Producers would disagree that the money they receive from the feds is misspent. But there are other aspects of government involvement in agriculture that have some farmers fuming. Check-off programs for many commodities have become controversial, as both a fiscal and a free speech issue. Next week, the U.S. Supreme Court gets involved again, this time with the beef check-off.
In 2000, after an attempt at a referendum failed, the Livestock Marketing Association, the Western Association of Research Councils, and several independent producers, filed suit against the federal government to get the fee eliminated.
The plaintiffs are objecting to, among other things, the fact that promotion is not specifically for US beef and should be considered a form of private speech. They further contend that having cattle producers as members of the board transforms the group into a private entity.
The USDA has countered by stating that the Beef Board is a government group because it was created by Congress. They also assert that the message is being handled according to the rules of the 1985 Farm Bill and is a form of government speech.
Next week, the Supreme Court will hear the case. This week, several of the plaintiffs met in Washington for a pre-trial press conference.
Greg Olsson, plaintiffs' attorney: "The plaintiffs want to express their own message.

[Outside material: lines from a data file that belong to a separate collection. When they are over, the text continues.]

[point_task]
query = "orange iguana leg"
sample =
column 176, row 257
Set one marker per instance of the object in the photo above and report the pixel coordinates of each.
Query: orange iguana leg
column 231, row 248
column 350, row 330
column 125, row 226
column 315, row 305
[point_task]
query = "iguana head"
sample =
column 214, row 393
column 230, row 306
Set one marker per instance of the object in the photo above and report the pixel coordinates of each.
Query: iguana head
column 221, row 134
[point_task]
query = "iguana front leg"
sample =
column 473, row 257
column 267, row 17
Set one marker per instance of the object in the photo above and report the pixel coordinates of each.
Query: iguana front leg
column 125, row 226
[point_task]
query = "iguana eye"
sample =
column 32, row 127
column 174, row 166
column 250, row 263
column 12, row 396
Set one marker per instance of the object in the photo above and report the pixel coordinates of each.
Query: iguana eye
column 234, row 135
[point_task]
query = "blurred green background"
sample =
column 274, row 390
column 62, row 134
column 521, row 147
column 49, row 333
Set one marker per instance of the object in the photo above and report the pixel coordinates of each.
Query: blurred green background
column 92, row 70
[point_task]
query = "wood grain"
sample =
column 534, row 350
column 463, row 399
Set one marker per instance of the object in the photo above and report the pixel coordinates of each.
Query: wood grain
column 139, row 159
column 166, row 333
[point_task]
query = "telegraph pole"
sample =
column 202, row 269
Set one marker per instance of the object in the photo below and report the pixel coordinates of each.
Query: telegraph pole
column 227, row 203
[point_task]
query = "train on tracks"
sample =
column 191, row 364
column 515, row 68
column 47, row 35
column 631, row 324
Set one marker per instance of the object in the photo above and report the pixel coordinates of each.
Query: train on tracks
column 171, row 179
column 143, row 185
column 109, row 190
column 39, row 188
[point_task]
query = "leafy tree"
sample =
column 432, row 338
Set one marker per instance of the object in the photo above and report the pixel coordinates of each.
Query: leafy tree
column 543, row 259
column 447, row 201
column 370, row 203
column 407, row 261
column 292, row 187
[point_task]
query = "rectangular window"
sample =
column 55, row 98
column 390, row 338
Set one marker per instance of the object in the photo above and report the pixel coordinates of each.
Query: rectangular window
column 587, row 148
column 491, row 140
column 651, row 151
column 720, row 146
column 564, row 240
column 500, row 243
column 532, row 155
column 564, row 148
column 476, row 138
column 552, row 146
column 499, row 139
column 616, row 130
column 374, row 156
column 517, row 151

They want to promote their own domestic beef and they do not like the fact that they have to, that the check-off only promotes generic beef and treats imported beef the same as it treats domestic beef."
Decisions by the high court over check-offs have been mixed. Mushroom growers had their mandatory fees ruled unconstitutional. And in an earlier decision, it was ruled that tree fruit growers must continue making payments.
Several groups, the pork producers among them, are waiting for the beef decision as it will directly affect the future of both their promotion boards and bottom lines.